SEOs want the brand budget. But should they get it?
16th May, 2025

SEOs are realising that visibility in search isn’t just earned through keywords and links, but through recognition and reputation – through brand.
And that realisation creates a new kind of tension.
If brand drives SEO, should SEO teams take a seat at the branding table? Should budgets shift? Should we stop talking about brand and SEO as separate things, and start treating them as part of the same machine?
Or do we risk breaking something valuable in the process?
The cold, hard truth is that you can’t optimise your way to fame. You need fans. And that starts with brand.
The best-performing SEO strategies today aren’t just about technical audits or content strategies. They’re backed by brand. The kind that people recognise, prefer, and seek out.
Brand drives SEO
Google rewards signals it can measure. And brand shows up everywhere. People search for your name. They click more when they know you. They link to your stuff when they trust you. They stay longer, bounce less, and convert better. All of which are signals that push you up the rankings.

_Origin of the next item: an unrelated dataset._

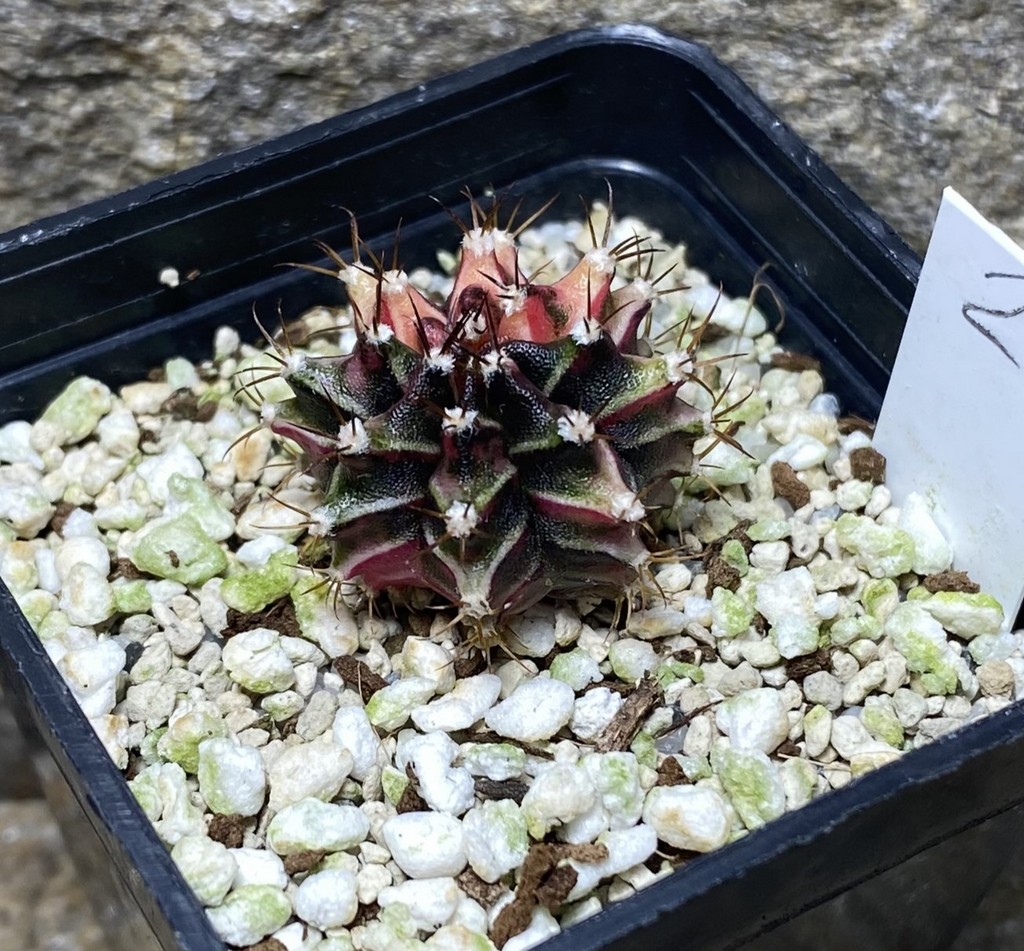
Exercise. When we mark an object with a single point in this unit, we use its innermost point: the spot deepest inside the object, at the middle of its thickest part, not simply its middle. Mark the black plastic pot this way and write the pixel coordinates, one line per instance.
(897, 859)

This is entity-based SEO in action. Google is no longer just matching keywords to pages; it’s mapping relationships between concepts, businesses, people, and the world around them. And brand is the connective tissue.

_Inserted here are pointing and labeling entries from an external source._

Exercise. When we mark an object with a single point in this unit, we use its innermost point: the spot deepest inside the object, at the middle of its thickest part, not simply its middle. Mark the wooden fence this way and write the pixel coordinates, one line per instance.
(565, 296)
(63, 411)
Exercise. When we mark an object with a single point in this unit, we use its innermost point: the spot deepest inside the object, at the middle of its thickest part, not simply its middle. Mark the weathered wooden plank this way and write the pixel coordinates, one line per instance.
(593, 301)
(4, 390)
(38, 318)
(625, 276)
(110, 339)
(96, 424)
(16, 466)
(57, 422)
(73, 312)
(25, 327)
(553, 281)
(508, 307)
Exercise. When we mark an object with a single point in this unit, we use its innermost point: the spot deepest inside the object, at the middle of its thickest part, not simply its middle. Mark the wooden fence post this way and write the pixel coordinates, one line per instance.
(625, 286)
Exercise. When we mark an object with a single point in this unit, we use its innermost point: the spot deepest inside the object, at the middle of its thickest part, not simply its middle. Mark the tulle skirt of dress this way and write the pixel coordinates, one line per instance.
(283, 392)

Brand recognition shapes search behaviour – from predictive autocomplete to navigational queries. It influences how people interact with the SERP, and how likely they are to choose you over the competition.
Google doesn’t just index your pages - it indexes your reputation.
The smarter SEOs get, the more they see this pattern. And the more they see the real influence on performance isn’t just on-page tweaks or backlink counts – it’s salience, trust, and preference.
TV ads don’t just sell soap – they make people Google you. And those signals stick.
So what happens when SEOs realise that brand is the secret weapon?
They start looking at the brand team’s budget.
A bigger slice of the pie
Brand teams traditionally control the big spend: media buys, sponsorships, TV, radio, influencer campaigns. And it’s tempting for SEO teams – often underfunded and expected to deliver magic with duct tape – to want a piece of that action.
The logic goes: if brand campaigns drive awareness, and awareness drives search, and search drives revenue, then SEO should have more say in how that brand money gets spent.
But here’s the twist: what if SEOs actually got the brand budget?
Would we spend it on schema markup, sitemaps, and scalable content workflows? Possibly. But more worryingly, would we try to do brand work – without the creative instincts, consumer insight, or emotional intelligence it demands?
This isn’t just a misallocation problem. It’s an opportunity cost. Every pound we pull away from meaningful, awareness-driving brand activity and put into the SEO pot risks weakening the very salience and preference that good SEO performance increasingly relies on.
Would we end up killing the magic that made the brand powerful in the first place?
Brand is messy. That’s the point.
Branding works because it’s not optimised for algorithms. It’s emotional. It’s creative. It’s vague and hard to measure.
That celebrity endorsement? It might not convert directly. But it sparks a feeling. That feeling drives a search. That search leads to a click. That click turns into a signal. And that is what SEO needs.
We risk trading Superbowl spots for sitemaps – and nobody Googles a brand they’ve never heard of.
What SEO Can Learn from Brand
There’s a rich opportunity here for SEOs to level up – not by taking over brand, but by learning from it.
Brand marketers think in stories, not just statements. They design for memorability, not just metadata. They craft emotion, experience, and identity.
Good SEO answers questions. Great SEO tells stories people remember.
If SEO wants to truly influence performance at scale, it needs to step beyond mechanics and into meaning.
So what do we do instead?
Rather than trying to take the brand budget, SEOs should be looking to align.
What if brand and SEO teams shared goals? Shared briefs? Shared narratives?
- Let brand campaigns inform SEO strategies
- Let SEO insights shape brand messaging
- Bake organic amplification into the campaign plan from day one
- Build shared editorial calendars
- Sync regularly to align on consumer trends and behaviours
- Use brand tracking data to optimise SEO tone and positioning
Imagine a world where brand campaigns were built to be searched for.
This is the maturity moment for SEO. Not to grab power. But to collaborate.
The goal isn’t to out-brand the brand team – it’s to make sure our stories show up everywhere, including search.
Maybe it’s not about getting a bigger slice of the pie. Maybe it’s about baking a better one, together.
If you’re a CMO…
This is your cue to stop funding silos. To stop pitting brand against performance. To look for where the real magic happens: in the overlap.
The next generation of marketing leaders won’t just optimise – they’ll orchestrate.
They’ll build teams who speak both brand and search. Who understand emotional resonance and technical nuance. Who can sit across departments, connect objectives, and ensure that everything – every ad, every article, every answer – reinforces a consistent, cohesive experience.
Orchestration means more than alignment. It means integration. It means building campaigns where the media buy, the messaging, the landing page and the search snippet all sing in harmony.
That’s the future. And the brands that get there first will win.